Les désaccords entre les deux Chambres pourraient avoir un effet dommageable sur l’image du Parti libéral. Si des projets de loi sont immobilisés au Sénat, les députés libéraux, qui dépendent de la réputation de leur parti pour se faire réélire, pourraient être tentés de rallier ces sénateurs indépendants au programme du gouvernement. En bout de course, cette instabilité législative pourrait même amener les parlementaires à promouvoir le rétablissement d’une certaine forme de discipline de parti dans cette chambre.
Les partis politiques permettent de résoudre différents problèmes dans l’action collective et promeuvent la stabilité politique dans les assemblées législatives modernes.
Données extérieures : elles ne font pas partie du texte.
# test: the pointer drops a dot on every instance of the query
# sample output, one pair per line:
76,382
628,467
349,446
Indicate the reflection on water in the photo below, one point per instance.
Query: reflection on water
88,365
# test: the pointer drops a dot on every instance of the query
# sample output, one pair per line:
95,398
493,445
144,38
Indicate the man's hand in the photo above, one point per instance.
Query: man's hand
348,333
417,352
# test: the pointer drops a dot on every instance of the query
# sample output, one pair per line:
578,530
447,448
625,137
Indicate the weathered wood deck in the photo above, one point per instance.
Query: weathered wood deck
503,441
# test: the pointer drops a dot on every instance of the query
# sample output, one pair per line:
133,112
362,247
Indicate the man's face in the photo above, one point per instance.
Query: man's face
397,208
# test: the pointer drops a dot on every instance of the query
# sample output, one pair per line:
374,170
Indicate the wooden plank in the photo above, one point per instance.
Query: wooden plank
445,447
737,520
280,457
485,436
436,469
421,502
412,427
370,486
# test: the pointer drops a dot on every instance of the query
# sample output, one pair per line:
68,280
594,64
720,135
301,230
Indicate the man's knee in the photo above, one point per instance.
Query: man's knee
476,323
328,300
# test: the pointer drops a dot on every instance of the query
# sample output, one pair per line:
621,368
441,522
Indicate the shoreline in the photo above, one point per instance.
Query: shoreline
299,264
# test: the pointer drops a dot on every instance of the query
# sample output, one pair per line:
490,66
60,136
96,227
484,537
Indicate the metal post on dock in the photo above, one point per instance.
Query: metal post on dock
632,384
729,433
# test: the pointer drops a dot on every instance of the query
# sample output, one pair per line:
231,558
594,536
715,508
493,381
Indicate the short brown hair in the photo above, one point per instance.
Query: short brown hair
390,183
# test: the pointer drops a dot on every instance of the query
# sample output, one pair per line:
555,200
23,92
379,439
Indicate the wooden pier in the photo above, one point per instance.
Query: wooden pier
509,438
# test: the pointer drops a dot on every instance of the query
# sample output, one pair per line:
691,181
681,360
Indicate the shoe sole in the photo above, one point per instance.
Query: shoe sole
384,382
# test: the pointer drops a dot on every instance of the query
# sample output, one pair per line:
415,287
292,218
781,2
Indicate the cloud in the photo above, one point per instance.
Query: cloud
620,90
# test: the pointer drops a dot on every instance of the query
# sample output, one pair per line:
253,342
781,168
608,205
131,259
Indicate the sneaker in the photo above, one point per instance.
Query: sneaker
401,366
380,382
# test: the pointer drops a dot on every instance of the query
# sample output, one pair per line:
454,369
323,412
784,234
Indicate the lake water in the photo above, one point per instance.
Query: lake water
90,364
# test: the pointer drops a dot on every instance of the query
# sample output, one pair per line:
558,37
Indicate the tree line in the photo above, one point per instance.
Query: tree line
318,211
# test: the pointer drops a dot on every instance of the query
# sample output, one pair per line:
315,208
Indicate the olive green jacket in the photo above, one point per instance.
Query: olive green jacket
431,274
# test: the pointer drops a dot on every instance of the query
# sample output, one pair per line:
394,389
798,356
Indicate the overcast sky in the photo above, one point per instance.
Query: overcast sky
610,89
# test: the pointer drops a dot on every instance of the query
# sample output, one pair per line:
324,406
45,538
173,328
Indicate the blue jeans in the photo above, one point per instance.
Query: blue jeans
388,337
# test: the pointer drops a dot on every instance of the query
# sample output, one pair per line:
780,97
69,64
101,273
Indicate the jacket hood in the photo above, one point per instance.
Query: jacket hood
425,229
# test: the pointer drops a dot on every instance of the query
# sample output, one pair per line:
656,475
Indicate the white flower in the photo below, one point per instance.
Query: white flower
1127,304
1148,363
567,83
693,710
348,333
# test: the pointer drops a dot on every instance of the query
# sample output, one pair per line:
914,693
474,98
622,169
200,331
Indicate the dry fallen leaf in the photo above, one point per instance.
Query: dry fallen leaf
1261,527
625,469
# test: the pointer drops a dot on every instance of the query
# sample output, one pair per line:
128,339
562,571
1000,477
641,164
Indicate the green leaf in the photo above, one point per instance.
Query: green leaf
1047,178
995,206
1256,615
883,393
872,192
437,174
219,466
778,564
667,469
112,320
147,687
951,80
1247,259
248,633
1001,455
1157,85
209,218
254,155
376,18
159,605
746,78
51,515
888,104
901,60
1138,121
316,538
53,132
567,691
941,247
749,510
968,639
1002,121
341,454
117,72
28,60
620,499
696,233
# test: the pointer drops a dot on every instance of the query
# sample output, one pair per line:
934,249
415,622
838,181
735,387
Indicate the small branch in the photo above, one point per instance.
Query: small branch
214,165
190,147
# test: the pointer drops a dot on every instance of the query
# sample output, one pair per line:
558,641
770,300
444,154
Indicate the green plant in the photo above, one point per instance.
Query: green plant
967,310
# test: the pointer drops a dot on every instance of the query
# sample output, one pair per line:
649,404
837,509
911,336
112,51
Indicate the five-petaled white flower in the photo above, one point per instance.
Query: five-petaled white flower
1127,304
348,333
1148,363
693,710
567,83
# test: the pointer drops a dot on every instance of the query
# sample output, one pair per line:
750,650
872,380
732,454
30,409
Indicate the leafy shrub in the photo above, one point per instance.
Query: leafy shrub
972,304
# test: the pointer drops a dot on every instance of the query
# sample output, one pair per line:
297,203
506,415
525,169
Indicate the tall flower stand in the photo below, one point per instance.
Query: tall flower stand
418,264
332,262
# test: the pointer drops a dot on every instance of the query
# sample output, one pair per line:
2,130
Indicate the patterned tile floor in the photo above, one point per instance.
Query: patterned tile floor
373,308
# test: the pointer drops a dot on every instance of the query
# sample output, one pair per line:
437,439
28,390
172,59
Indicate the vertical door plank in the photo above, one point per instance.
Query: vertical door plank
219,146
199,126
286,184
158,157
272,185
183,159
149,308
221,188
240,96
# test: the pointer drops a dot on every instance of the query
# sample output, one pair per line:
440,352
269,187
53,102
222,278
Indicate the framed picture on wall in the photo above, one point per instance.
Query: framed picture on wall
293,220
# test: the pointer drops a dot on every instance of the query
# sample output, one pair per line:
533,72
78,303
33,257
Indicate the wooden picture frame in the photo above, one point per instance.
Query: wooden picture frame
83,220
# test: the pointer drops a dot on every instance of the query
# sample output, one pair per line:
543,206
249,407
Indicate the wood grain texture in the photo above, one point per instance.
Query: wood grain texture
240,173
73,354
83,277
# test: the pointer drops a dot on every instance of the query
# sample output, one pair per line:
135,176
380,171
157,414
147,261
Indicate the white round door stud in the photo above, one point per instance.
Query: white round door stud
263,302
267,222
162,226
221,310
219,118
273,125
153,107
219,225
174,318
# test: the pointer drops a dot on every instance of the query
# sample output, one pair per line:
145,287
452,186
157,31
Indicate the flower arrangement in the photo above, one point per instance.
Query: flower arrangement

Seul l’avenir nous dira comment le Sénat se réorganisera sur le plan législatif en fonction du nouveau système de nomination. Il est néanmoins très probable qu’en dépit de ces nouvelles réformes, les partis politiques continueront à chercher à influencer les prises de position des sénateurs. Les débats entourant l’adoption du projet de loi sur le droit des Canadiens à mourir l’ont déjà confirmé.